Pharmacokinetic/pharmacodynamic (PK/PD) studies are an integral step early in the drug development process (4). These studies integrate pharmacokinetic drug measures, organism susceptibility to the target compound, and efficacy over time (5). One advantage of PK/PD studies in the animal model is the ability to examine the impact of the infection site. The goal of these studies is to determine exposure-response relationships for optimal efficacy, which in turn allows for predicting which organisms and sites of infection the compound is likely to be clinically efficacious and designing rational dosing regimens for human study. In this study, we report the PK/PD results of a novel polymyxin analogue, MRX-8, using polymyxin B (PMB) as a comparator in the neutropenic mouse thigh and lung models.
RESULTS
Organisms and in vitro susceptibility testing.

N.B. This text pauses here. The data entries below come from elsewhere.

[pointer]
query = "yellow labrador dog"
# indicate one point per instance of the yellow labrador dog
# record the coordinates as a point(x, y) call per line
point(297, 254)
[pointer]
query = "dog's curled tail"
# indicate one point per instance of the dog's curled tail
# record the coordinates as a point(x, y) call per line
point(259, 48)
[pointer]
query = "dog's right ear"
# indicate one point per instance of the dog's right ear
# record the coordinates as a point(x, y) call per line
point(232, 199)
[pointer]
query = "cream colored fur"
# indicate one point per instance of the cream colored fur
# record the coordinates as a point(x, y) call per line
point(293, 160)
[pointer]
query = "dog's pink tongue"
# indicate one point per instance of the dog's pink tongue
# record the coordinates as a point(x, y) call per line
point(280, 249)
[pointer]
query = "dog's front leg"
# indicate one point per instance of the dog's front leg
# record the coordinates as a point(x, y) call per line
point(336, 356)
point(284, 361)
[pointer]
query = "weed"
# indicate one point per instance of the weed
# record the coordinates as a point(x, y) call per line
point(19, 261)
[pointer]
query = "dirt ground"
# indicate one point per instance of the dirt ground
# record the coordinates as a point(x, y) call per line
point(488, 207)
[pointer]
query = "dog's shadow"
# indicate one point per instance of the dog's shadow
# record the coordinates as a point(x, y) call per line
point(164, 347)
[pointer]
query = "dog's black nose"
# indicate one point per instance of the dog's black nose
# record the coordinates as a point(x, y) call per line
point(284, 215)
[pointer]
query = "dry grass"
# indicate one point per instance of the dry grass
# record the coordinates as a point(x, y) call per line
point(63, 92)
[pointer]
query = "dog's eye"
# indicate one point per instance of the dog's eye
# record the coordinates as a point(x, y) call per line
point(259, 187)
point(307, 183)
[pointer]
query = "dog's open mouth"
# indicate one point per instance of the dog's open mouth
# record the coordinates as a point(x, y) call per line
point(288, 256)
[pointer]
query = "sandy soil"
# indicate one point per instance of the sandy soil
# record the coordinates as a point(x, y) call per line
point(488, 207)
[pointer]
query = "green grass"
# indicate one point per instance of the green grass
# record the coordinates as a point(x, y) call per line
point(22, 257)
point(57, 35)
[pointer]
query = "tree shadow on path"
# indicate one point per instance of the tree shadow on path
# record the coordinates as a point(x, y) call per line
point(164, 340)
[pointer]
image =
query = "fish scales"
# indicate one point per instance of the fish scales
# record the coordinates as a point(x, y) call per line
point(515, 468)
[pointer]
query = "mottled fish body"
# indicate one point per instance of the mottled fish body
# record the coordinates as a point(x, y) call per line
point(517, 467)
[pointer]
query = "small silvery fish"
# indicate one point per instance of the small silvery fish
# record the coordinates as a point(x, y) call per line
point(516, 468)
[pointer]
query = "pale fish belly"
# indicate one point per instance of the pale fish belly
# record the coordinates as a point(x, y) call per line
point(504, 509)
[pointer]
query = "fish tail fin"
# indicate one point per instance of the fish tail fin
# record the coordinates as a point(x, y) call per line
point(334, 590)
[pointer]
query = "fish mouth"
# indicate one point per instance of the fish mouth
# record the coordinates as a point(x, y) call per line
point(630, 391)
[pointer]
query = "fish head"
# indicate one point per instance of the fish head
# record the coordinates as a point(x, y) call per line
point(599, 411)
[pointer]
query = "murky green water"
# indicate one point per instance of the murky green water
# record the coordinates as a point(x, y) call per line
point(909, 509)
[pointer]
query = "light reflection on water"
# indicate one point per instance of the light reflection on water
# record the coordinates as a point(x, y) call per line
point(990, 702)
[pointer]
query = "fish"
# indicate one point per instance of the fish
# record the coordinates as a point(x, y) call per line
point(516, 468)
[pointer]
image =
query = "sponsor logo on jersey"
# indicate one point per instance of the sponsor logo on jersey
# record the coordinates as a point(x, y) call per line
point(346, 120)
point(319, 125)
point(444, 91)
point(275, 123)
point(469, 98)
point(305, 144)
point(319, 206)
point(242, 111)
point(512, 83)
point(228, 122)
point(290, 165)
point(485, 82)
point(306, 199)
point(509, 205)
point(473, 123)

The study organisms and susceptibility testing results are shown in Table 1. The MRX-8 MIC varied 4-fold (range, 0.5 to 2 mg/liter) while the PMB MIC did not vary between each organism (2 mg/liter).
TABLE 1.
Study organisms and MRX-8 and PMB susceptibility results
| Organism | MRX-8 MIC (mg/liter) | PMB MIC (mg/liter) |
|---|---|---|
| E. coli ATCC 25922 | 0.5 | 2 |
| E. coli 1-894-1 | 1 | 2 |
| E. coli 1-741-1 | 0.5 | 2 |
| P. aeruginosa ATCC 27853 | 2 | 2 |
| P. aeruginosa 3076 | 2 | 2 |
| K. pneumoniae ATCC 43816 | 2 | 2 |
| K. pneumoniae ATCC 4110 | 2 | 2 |
| K. pneumoniae 81-1269A | 1 | 2 |
| A. baumannii 3495 | 2 | 2 |
Pharmacokinetics of MRX-8 and PMB in mice.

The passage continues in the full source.